フィスト

1996年11月22日発売/イマジニア/(ネタ的に)1億点(主観)/0点(客観)

 本作は、SFCから続く「プリティファイター」シリーズの一作です。パッケージや取説の、どこにも触れられちゃいませんけど。

 前々作の「プリティファイター」(SFC)、前作の「プリティファイターX」(SS)も、ツッコミどころはたくさんあったものの、一応は「美少女2D格闘ゲーム」として(良くも悪くも)伝説を築き上げたシリーズ。
 そして本作でついに3D化!
 ……それがまあ、面白いほど裏目に出ました。


 レゴ・ブロックの残骸 随分とまた、素朴なモデリングです。
 チェーンソーでもって、大きな木の塊から彫刻作品を生み出すチェーンソー・カービングというものがありますが、その初心者の人が一生懸命削りだした彫刻作品のようです。
 もし本当にそうなら、「マスター・オブ・チェーンソー」ことブライアン・ルース技師も、頑張れと肩を叩いてくれるかもしれませんが、残念ながらゲームのキャラクターとしてはイマイチ。
 しかも、まるで本物の木の彫刻のように、いちいち動きもギクシャク。同じ人形にしても、鉄拳の木人を見習え!
 ちなみに、普通の人間キャラは初心者のチェーンソーカービング作品ですんでますが、約一名いる着ぐるみキャラは、それすら通り越して、もう削りっぱなしの岩石のカタマリとしか言いようが無い悲惨さです。

 前作までも一応は格闘ゲームの様式はとってましたが、モーショングラフィックの枚数は少なく、動きはカクカクしてました。ぶっちゃけ、格闘ゲームのノウハウのある会社じゃないことは一目瞭然なんですが。
 それを前提に考えても、これは凄ぇ!
 3D格闘ゲームにしては技の数が少なく、ボタンを押してからのレスポンスも、なんかヘンにテンポがずれます。攻撃判定・食らい判定もかなりいい加減なんですが、はっきり言ってそんな評価が空しく聞こえるほど、格闘ゲームとしての狂いっぷりは半端じゃありません。
 しかも、キャラは見ての通りのモデリングで、必殺技がちっとも必殺技に見えません。文字通り、ただ動いているだけ。
 マジな話、普通の会社の製作するゲームなら、せいぜい「完成度5%」の段階のシロモノ。(完成度8%のシロモノがPS版「修羅の門」)
 もう、ゲームと呼ぶのもはばかられる、素晴らしい出来ばえに涙がでそうです。

 某ゲーム雑誌の記者に、「これは(某有名3D格闘ゲーム)を越える出来になりますよ!」と語った製作スタッフと、このゲームを買ってしまった自分自身に、天誅を食らわせてやりたいほどに。

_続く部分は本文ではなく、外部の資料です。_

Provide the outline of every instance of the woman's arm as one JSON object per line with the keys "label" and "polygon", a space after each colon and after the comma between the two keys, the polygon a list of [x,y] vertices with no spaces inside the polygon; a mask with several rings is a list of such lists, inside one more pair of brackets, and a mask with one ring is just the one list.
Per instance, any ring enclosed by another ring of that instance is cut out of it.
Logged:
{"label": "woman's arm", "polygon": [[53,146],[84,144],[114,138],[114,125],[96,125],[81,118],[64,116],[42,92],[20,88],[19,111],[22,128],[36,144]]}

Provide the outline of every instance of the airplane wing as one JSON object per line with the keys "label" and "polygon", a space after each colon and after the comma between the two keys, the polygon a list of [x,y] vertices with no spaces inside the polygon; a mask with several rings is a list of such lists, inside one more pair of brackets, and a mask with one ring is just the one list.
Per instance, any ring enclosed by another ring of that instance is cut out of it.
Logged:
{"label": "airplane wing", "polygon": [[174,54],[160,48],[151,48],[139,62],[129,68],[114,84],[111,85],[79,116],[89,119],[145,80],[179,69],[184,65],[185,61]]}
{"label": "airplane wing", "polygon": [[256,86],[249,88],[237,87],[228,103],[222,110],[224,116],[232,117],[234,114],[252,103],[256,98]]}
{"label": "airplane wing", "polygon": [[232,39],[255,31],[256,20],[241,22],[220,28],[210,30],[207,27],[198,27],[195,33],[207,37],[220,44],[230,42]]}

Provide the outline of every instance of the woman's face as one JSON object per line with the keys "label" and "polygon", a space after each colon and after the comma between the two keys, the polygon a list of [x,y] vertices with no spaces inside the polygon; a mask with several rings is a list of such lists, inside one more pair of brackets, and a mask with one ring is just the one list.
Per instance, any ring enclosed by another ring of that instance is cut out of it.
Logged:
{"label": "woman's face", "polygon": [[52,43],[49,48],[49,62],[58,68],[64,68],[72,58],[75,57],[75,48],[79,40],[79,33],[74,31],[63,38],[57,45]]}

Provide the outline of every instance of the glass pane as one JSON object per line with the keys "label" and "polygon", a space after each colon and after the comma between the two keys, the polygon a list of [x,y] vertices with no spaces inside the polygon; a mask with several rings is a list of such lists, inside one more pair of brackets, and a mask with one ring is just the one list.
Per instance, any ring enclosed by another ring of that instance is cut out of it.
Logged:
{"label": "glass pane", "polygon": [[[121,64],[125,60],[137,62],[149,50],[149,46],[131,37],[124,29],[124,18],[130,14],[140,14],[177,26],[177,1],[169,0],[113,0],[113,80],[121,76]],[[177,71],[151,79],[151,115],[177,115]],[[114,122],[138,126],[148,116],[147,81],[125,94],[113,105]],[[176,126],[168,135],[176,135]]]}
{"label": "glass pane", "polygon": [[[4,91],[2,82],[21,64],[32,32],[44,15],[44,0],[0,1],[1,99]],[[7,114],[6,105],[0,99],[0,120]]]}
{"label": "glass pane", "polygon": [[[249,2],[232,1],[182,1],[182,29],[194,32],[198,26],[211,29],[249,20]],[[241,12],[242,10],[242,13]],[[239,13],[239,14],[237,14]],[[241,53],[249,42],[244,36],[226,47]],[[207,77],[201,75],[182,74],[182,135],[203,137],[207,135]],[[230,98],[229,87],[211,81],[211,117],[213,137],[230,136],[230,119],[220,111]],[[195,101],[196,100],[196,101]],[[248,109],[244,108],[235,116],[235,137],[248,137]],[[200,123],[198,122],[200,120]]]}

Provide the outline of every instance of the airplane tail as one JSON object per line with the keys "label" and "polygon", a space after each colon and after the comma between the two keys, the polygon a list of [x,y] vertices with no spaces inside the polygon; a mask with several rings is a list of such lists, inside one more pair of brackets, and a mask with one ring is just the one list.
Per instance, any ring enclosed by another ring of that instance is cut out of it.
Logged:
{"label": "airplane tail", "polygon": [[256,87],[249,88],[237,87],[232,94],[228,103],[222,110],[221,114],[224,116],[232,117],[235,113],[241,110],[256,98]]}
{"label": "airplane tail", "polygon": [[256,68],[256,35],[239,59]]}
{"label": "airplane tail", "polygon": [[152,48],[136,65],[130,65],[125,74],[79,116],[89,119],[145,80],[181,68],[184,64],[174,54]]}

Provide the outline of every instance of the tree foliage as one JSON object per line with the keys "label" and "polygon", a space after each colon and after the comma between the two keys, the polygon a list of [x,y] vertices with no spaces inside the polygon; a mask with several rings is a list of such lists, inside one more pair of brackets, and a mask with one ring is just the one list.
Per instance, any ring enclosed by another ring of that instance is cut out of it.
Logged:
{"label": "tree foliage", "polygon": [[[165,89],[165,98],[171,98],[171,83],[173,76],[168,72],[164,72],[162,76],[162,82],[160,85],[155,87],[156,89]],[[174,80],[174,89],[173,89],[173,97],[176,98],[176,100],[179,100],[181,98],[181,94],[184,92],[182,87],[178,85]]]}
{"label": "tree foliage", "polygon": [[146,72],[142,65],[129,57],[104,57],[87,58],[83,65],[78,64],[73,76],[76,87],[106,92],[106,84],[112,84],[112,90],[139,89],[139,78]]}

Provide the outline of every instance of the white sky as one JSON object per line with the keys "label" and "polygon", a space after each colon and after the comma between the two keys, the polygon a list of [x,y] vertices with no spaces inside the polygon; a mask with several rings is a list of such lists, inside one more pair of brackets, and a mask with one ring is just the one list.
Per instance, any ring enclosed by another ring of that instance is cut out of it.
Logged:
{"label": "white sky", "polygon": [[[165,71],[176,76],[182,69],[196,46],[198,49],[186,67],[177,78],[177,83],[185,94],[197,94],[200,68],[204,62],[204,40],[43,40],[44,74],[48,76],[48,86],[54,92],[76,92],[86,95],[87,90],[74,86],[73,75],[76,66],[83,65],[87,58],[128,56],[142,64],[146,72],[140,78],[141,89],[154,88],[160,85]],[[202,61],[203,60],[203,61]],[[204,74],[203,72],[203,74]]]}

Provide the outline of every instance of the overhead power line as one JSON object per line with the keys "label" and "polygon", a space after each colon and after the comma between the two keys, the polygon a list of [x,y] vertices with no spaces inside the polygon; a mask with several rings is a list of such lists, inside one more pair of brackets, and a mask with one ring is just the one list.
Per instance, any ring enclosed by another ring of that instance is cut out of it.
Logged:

 悔し紛れに、付属していた音楽CDを聞いてリアルに鬱状態に突入したのはサイド・ストーリー
 こんなゲームに出演してくれた豪華声優陣に謝れ!
 ……なんでこんなゲームに限って、オープニングのアニメムービーや、ゲーム中に挿入されるグラフィックは出来がいいんでしょうね? だからこそ、それに惹かれてゲームを始めたときのガックリ感が段違いなんですけど。

 ゲーム自体がこんな出来なもんだから、プレイヤーの評価も散々。
 セガサターンマガジンで連載されていた読者投稿のランキング式のレビューコーナー「読者レース」でも、「デス・クリムゾン」や「大冒険 セントエルモスの奇跡」などと、常にランキングの最下位を争うその姿は、コーナーの名物と化してしまっていました。

 挙句の果てには、ネットで散々な評価を下すプレイヤーたちに、
「本名を晒さない人間に、ゲームを評価する資格はない」
 と、プロデューサーが見当違いな逆ギレをかますなど、いろんな意味で後々まで語り継がれる、数々の伝説を打ち立てたゲームになってしまいました。